Historically, most people had to fend for themselves when it came to supplying their homes with water. A well or a nearby stream did the job in most cases. A cistern held water for dry spells. The water wasn’t necessarily safe to drink, but boiling it into tea or soup rendered pathogens harmless. Adding grain and fermenting water into low alcohol beer accomplished the same goal.
With my own properties I tend to strive for pragmatic solutions at a reasonable price point. When I built a little vacation cottage in rural Hawaii there was no municipal water supply available and the property was too close to the beach for a well since the water would have been salty. So I attached a few tanks to the rain gutters. That gave me a 6,000 gallon supply of water that has never been exhausted in spite of periodic droughts. The water is run through a carbon filter and an ultraviolet zapper to eliminate bacteria, viruses, and impurities before it enters the house.
When I bought a modest fixer upper in Sonoma County the roof needed to be replaced. I chose a standing seam metal roof not only for its durability and ability to reflect summer heat off the house, but because it’s the cleanest surface for rain water catchment. I then installed a tank in the back garden and plumbed it to the rain gutters. This house has a private well, but California is earthquake country. It’s highly likely that in an emergency the power would go out and cause the electric well pump to fail. Having a ready supply of water on hand makes the property more resilient.

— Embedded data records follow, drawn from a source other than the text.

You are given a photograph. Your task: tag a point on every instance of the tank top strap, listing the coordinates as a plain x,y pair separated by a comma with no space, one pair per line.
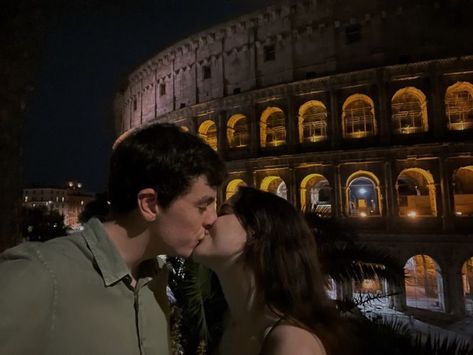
268,331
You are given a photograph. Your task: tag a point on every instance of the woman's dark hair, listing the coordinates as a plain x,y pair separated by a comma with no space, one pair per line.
282,253
162,157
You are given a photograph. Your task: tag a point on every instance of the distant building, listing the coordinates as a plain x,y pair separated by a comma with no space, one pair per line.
361,111
68,201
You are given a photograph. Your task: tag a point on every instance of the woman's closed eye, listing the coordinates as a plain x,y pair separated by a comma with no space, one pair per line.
224,210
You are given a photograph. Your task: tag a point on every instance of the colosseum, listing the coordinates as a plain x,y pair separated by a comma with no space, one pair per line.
361,111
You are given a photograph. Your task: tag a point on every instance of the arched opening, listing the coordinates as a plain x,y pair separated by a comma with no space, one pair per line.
121,137
237,131
208,132
331,289
467,280
316,195
409,111
463,191
363,195
275,185
370,292
312,122
459,106
272,127
416,193
232,187
358,117
423,282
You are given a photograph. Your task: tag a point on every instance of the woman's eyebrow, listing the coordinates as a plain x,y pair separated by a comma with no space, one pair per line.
225,208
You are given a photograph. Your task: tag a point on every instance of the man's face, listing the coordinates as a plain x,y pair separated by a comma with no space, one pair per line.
181,226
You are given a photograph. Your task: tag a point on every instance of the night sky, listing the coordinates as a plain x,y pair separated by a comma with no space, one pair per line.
90,46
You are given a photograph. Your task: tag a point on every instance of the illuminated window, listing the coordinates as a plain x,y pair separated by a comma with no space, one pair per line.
206,72
208,132
363,195
353,33
423,283
358,117
463,191
416,193
316,195
467,281
269,53
370,292
272,127
275,185
312,122
459,106
232,187
332,289
237,131
162,89
409,111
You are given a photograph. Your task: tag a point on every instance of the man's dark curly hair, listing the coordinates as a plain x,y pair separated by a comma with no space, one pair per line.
161,157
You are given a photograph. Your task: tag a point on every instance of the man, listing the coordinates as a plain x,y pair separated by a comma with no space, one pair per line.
102,291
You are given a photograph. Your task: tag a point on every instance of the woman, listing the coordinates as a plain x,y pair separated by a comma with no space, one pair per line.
266,260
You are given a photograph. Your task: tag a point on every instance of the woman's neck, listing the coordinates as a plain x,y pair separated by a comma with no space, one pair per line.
244,302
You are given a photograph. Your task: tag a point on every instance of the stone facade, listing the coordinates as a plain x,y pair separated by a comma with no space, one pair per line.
341,108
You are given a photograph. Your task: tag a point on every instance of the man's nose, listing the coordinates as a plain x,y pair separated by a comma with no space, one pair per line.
210,218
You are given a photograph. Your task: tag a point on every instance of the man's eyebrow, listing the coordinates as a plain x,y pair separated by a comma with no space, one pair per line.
206,200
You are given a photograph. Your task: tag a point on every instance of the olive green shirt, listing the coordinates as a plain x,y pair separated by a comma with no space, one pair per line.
73,295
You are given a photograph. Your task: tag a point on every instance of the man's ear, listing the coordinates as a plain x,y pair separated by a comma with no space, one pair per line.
148,204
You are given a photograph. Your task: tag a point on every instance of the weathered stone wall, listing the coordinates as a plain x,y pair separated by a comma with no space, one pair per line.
307,39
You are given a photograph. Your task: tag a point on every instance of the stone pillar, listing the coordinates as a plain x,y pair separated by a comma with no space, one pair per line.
337,203
254,131
222,145
390,197
291,133
292,186
382,116
437,113
335,120
453,290
444,204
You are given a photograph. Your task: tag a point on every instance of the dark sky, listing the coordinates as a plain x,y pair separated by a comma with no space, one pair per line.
89,47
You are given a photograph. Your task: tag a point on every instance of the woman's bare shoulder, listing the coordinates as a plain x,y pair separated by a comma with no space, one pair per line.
286,339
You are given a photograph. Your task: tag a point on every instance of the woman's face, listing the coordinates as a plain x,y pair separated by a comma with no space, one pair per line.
225,241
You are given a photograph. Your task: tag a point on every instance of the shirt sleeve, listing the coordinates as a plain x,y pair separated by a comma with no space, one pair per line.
27,300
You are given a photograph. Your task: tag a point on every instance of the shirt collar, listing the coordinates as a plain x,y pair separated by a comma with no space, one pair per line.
111,265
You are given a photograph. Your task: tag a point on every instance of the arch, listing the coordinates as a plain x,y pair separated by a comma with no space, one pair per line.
358,117
372,290
272,127
232,187
315,193
463,191
363,194
122,137
237,131
208,132
459,106
331,288
423,283
409,111
312,122
275,185
467,282
416,194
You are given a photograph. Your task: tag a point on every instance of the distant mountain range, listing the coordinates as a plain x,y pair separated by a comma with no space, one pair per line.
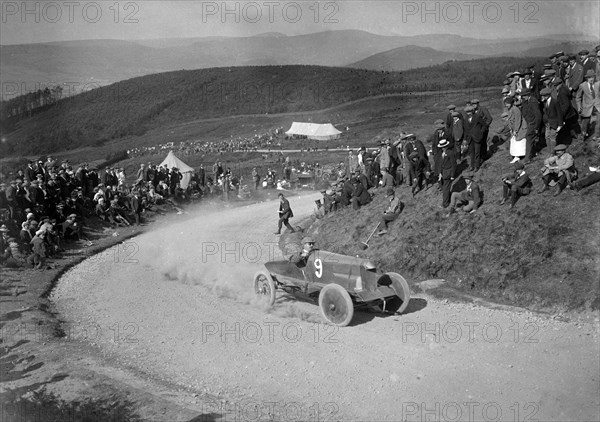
87,64
409,57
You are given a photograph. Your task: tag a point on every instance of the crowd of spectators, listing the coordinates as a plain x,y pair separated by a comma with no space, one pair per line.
269,140
545,111
49,204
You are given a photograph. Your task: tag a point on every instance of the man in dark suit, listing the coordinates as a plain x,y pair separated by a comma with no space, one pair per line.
420,171
447,170
202,175
474,130
575,76
411,145
441,134
588,104
549,118
532,114
360,195
586,62
516,185
30,171
449,117
568,126
528,83
285,213
487,119
470,197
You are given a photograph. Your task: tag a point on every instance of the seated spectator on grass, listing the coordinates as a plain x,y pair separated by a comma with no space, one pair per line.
360,195
391,213
39,250
387,181
71,229
516,185
560,169
590,179
470,197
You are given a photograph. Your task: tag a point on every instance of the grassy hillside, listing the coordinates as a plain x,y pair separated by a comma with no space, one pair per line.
542,255
135,107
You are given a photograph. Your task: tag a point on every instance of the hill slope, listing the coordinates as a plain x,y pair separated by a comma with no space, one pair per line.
543,255
138,105
408,57
102,62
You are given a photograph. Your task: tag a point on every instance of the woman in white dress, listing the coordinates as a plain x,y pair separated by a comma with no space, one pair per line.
518,129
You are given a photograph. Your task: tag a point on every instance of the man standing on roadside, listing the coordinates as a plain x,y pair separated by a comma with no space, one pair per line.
447,170
285,213
533,116
392,212
588,104
487,119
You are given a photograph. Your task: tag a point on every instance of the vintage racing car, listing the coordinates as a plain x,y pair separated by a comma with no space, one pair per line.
338,282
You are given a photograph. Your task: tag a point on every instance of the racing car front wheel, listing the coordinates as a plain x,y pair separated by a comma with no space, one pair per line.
400,301
265,286
336,305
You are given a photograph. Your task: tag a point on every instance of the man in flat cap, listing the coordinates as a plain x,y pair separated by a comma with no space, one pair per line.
449,118
474,130
550,118
585,60
391,213
588,104
447,171
516,185
300,258
411,145
420,171
360,195
487,119
440,133
575,75
515,83
285,213
568,127
531,112
555,61
527,82
563,67
560,169
470,197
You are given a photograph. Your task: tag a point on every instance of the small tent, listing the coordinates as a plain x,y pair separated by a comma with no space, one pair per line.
172,161
319,132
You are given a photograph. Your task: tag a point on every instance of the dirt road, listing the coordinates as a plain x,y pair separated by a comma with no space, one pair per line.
173,311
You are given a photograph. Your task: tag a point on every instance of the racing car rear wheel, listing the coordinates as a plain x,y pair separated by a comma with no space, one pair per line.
265,286
336,305
400,301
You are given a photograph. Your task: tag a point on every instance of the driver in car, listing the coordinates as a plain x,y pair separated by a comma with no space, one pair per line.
301,258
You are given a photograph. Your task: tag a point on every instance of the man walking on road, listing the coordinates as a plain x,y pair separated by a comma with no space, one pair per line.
285,213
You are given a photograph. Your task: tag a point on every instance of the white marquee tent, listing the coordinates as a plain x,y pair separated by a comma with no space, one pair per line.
172,161
319,132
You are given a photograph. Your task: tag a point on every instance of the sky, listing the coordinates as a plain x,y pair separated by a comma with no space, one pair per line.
42,21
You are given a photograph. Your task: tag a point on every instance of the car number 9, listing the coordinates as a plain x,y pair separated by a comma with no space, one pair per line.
319,267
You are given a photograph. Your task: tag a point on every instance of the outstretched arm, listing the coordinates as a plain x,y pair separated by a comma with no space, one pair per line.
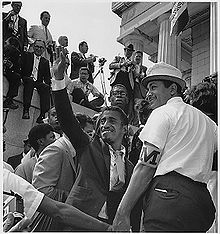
66,117
70,215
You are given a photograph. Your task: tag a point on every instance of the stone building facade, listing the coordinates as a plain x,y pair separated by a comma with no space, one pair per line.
147,26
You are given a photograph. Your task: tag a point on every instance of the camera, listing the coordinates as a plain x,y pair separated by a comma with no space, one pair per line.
102,61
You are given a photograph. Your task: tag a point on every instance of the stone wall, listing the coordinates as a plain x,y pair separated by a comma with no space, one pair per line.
200,51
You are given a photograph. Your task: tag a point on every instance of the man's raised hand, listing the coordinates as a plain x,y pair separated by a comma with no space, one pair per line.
59,67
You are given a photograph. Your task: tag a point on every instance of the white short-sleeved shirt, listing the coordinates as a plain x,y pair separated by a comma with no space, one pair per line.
31,196
186,137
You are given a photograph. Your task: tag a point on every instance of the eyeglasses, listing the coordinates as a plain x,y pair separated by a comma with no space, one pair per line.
39,47
119,93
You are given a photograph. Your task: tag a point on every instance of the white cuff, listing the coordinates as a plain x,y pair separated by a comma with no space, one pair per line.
57,84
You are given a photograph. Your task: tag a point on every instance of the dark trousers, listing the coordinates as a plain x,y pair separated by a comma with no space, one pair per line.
43,90
14,80
185,207
78,96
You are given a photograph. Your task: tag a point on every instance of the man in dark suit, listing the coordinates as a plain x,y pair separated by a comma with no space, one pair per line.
103,168
12,70
15,25
79,60
15,160
35,71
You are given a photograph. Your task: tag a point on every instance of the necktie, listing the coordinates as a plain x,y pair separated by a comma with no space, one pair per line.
46,33
117,179
35,70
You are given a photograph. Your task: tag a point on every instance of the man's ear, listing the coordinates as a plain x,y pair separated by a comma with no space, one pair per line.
40,141
173,89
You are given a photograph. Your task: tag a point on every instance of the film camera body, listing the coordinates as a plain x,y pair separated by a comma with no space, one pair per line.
102,61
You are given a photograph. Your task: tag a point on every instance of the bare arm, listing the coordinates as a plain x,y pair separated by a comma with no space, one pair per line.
142,176
70,215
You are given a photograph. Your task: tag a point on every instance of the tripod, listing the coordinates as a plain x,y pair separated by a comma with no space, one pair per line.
102,79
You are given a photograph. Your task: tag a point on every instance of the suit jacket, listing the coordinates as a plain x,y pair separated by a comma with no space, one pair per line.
78,61
43,68
91,188
15,160
13,56
22,30
38,32
54,173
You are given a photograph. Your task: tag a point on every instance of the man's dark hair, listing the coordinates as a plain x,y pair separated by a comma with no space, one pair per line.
167,84
16,2
83,120
40,41
38,132
42,14
204,97
82,43
139,52
123,116
84,68
120,86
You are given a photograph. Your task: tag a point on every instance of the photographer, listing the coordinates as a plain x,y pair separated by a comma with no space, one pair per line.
42,32
122,73
79,60
12,70
14,25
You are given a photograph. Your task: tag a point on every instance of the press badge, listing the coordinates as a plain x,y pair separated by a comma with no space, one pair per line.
150,156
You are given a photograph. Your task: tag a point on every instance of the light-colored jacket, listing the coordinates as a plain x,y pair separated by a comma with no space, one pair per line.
55,172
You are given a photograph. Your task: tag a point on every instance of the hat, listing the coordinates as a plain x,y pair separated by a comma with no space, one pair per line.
129,47
164,71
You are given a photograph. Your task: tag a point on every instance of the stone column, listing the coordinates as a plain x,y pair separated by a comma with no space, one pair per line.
136,40
213,37
169,47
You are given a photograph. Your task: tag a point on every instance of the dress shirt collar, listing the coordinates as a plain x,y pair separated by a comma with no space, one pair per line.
175,100
115,152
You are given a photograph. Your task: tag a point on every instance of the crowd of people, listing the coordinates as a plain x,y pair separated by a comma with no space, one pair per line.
92,173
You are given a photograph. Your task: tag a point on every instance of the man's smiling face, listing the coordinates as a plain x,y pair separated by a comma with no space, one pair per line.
111,127
157,94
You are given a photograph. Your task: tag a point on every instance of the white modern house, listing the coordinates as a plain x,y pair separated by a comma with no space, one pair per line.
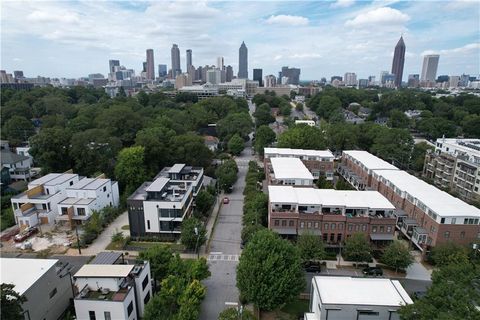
47,287
347,298
118,291
85,197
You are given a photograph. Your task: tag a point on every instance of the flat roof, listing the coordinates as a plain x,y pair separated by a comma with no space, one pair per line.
329,197
440,202
23,273
157,185
290,168
104,271
370,161
361,291
299,152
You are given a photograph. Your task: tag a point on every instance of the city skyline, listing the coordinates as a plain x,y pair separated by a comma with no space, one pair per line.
322,39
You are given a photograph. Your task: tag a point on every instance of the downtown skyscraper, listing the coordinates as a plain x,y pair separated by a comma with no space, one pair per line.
243,62
150,67
176,69
398,62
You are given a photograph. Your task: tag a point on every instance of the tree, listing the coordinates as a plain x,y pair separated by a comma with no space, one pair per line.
11,303
310,246
235,145
235,314
357,248
263,114
203,202
448,253
270,271
191,239
130,168
397,255
264,136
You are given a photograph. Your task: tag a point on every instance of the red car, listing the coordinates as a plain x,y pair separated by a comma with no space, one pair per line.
22,236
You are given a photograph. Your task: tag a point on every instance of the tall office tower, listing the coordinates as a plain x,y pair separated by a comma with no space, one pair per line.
398,62
243,62
429,69
112,64
350,79
176,69
189,59
229,73
150,70
257,76
162,70
220,65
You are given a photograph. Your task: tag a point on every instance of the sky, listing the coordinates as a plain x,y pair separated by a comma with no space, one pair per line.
324,38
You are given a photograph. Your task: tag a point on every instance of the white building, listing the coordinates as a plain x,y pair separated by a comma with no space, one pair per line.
347,298
112,291
47,287
289,171
86,196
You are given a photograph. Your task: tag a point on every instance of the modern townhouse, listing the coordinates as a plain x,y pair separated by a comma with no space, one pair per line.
318,162
112,291
348,298
333,214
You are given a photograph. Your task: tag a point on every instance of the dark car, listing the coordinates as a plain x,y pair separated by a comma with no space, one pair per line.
25,234
311,266
373,271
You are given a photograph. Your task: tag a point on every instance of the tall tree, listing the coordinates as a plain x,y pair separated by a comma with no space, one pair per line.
269,272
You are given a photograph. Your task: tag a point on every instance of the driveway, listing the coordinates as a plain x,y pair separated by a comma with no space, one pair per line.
225,248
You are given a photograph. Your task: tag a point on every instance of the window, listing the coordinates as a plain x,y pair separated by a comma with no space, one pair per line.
147,298
130,308
52,293
145,282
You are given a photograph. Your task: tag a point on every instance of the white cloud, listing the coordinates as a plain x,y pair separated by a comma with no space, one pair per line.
385,15
342,3
287,20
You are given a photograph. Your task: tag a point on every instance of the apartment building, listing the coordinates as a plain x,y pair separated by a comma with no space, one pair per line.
318,162
426,215
342,298
288,171
333,214
455,165
357,167
158,208
46,286
38,205
118,291
85,197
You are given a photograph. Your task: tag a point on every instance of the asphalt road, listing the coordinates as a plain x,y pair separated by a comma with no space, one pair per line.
225,248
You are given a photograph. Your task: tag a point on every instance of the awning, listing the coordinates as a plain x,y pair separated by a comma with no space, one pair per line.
381,237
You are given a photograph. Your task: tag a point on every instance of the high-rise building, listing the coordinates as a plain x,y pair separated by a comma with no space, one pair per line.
429,69
176,69
243,62
162,70
350,79
112,64
150,65
229,73
257,76
220,65
398,62
189,59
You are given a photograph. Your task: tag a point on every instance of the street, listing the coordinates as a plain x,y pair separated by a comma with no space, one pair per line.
225,247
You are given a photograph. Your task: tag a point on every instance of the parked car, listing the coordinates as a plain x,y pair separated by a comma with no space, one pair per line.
311,266
22,236
373,271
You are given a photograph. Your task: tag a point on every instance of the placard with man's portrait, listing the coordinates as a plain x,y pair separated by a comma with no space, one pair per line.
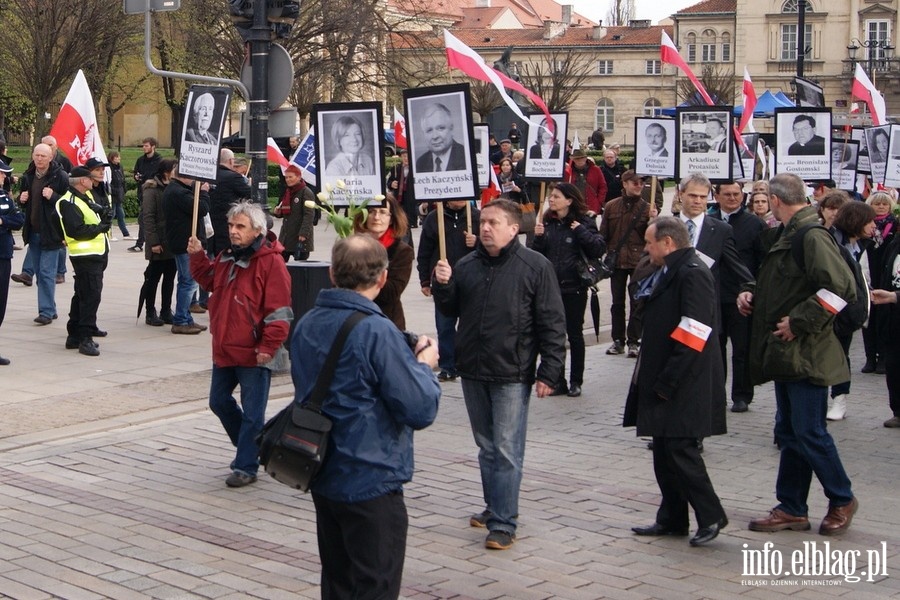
803,142
441,143
654,147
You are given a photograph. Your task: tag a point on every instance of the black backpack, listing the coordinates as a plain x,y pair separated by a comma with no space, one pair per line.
854,315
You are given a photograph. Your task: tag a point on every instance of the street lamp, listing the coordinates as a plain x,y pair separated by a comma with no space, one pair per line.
873,47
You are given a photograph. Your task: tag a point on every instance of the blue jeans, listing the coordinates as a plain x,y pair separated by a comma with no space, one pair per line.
184,290
498,414
446,328
242,426
806,448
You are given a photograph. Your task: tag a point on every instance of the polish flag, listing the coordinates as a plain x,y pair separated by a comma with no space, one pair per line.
865,90
668,53
830,301
749,103
399,129
274,154
460,56
75,128
691,333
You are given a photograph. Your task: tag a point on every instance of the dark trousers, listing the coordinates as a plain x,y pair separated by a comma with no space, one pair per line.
159,269
362,546
682,478
86,299
574,304
736,327
619,288
892,375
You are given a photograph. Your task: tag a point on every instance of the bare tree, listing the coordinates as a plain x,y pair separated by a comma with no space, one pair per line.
621,12
718,81
558,78
44,44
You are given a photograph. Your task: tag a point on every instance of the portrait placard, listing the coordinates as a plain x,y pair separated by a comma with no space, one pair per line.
892,169
349,147
441,142
803,142
198,155
545,159
654,147
705,142
844,161
481,135
862,164
878,142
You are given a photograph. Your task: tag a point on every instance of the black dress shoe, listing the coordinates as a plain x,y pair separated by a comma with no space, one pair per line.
709,533
657,530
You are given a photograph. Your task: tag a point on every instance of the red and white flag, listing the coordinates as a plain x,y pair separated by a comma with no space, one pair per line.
865,90
75,128
668,53
399,129
274,154
749,103
692,333
460,56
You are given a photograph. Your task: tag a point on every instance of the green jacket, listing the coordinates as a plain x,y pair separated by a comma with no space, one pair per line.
782,289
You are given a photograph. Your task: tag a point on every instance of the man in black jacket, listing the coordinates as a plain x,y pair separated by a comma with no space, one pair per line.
459,241
510,310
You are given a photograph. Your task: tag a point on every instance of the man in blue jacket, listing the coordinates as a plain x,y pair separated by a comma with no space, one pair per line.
381,391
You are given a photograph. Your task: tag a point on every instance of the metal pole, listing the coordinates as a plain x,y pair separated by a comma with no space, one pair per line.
259,101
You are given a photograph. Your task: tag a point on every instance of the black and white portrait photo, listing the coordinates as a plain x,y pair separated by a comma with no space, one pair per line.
546,141
844,159
803,142
349,147
706,145
441,143
654,148
202,130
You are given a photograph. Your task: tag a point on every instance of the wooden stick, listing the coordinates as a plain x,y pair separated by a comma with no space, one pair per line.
442,242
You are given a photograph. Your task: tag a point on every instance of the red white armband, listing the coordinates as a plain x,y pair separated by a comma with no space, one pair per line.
830,301
692,333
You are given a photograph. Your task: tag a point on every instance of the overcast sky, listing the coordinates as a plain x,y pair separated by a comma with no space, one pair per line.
646,9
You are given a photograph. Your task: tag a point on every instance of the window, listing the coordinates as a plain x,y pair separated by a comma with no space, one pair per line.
606,115
651,105
789,40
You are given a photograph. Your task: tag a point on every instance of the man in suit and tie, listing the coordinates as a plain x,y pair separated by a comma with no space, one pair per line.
746,229
444,152
202,111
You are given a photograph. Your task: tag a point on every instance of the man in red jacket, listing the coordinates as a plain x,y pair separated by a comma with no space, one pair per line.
250,314
588,178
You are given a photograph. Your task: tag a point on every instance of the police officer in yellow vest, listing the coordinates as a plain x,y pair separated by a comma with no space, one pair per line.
85,227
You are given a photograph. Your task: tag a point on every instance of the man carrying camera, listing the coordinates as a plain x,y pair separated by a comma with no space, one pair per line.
85,226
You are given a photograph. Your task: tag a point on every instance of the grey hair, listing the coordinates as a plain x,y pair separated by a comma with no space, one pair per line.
252,210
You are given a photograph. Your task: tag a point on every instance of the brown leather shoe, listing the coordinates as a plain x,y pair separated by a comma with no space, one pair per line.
838,519
778,520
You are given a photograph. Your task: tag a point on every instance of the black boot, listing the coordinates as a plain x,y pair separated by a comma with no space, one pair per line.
153,318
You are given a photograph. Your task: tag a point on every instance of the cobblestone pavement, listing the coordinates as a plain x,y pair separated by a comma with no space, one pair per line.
112,485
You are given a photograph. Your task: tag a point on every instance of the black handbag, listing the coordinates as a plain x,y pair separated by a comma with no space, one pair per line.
292,444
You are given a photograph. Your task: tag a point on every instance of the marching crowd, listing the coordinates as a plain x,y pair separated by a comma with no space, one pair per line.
785,279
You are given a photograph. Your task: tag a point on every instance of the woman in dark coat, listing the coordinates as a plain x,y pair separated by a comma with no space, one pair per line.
387,223
565,236
677,393
298,217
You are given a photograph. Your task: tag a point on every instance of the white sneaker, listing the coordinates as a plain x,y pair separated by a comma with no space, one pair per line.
837,409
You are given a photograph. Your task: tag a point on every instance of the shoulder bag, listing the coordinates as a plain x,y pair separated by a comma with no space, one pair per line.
292,444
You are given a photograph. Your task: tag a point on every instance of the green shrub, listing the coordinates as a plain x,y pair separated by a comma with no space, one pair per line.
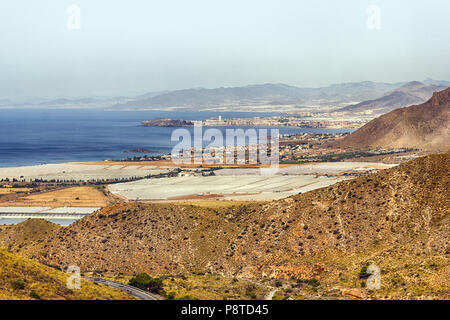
363,272
278,283
18,285
145,282
314,283
35,295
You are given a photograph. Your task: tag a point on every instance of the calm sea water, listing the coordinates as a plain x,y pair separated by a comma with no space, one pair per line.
29,137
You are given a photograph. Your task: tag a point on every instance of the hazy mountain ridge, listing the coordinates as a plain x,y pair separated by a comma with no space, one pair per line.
425,126
268,94
413,92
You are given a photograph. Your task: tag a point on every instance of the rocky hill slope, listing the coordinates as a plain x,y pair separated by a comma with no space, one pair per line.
413,92
397,218
25,279
425,126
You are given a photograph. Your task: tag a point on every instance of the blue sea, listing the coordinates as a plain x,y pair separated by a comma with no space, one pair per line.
30,136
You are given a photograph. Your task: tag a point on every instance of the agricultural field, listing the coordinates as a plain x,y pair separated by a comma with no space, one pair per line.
69,197
240,187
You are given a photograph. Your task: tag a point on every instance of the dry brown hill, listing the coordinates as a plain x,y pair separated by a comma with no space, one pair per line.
413,92
397,218
25,279
31,231
425,126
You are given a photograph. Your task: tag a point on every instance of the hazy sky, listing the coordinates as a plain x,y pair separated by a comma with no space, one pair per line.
130,47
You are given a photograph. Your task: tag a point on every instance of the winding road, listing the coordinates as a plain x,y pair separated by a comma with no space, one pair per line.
135,292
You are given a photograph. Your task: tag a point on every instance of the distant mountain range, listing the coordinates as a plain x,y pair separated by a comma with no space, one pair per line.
425,126
413,92
265,94
376,97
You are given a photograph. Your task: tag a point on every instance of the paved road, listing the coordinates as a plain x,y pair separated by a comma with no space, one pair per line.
136,292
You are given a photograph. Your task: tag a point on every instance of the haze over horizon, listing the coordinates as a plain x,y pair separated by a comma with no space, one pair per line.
129,49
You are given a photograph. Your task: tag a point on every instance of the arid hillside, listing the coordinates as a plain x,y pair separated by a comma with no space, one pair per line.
25,279
21,235
397,218
413,92
425,126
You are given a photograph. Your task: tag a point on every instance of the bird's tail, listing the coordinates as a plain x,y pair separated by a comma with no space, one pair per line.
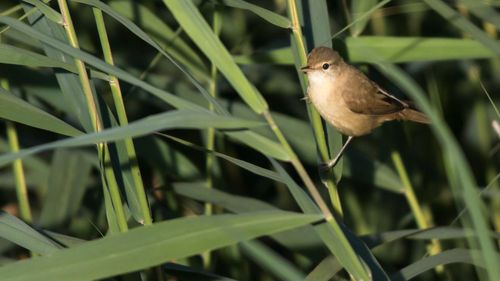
413,115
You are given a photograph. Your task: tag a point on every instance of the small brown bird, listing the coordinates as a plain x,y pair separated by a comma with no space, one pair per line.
349,100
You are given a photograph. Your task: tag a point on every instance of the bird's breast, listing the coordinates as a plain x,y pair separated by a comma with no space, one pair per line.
328,101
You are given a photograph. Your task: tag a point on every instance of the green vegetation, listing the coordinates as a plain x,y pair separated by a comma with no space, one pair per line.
169,140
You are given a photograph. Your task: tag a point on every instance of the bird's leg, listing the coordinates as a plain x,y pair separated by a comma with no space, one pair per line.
306,98
334,161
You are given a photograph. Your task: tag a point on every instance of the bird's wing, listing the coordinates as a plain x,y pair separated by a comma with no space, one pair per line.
366,97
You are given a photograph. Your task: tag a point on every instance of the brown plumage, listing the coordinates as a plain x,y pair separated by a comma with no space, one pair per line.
349,100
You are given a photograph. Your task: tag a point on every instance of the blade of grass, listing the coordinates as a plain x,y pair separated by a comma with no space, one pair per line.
185,119
17,167
138,191
257,142
46,10
463,24
271,261
17,110
458,171
443,258
196,27
265,14
390,49
159,243
18,232
69,176
14,55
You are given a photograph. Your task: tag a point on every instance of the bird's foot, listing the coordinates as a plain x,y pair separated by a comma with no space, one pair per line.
328,165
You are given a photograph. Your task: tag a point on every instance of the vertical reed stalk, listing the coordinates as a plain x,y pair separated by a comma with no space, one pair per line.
17,166
314,116
422,218
122,119
102,148
210,141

Here in San Francisco I have multiple water tanks tucked away in various spots. The configuration of the building and roof material don’t lend themselves to rainwater catchment so these tanks are filled with tap water delivered through a food grade garden hose. I calculate this is enough water to keep everyone in the building provisioned for about a month if we’re judicious. I feel more secure knowing this water is available.
My most recent property purchase is in an historic neighborhood in Cincinnati. Since Ohio has a winter season with hard freezes I’ll have to install the water tanks in the basement where the temperature is moderate throughout the year. The renovation of the building will include a new roof and I’ll be selecting a clean surface for rainwater catchment there as well. Ohio may not be subject to earthquakes or droughts like California, but it’s always best to have a Plan B. You never know. Back in 2014 the Elk River in West Virginia was contaminated by a chemical spill and 300,000 people in several cities were without water for a prolonged period of time. I think it’s sensible for everyone to have a parallel water system on hand regardless of the location or particulars.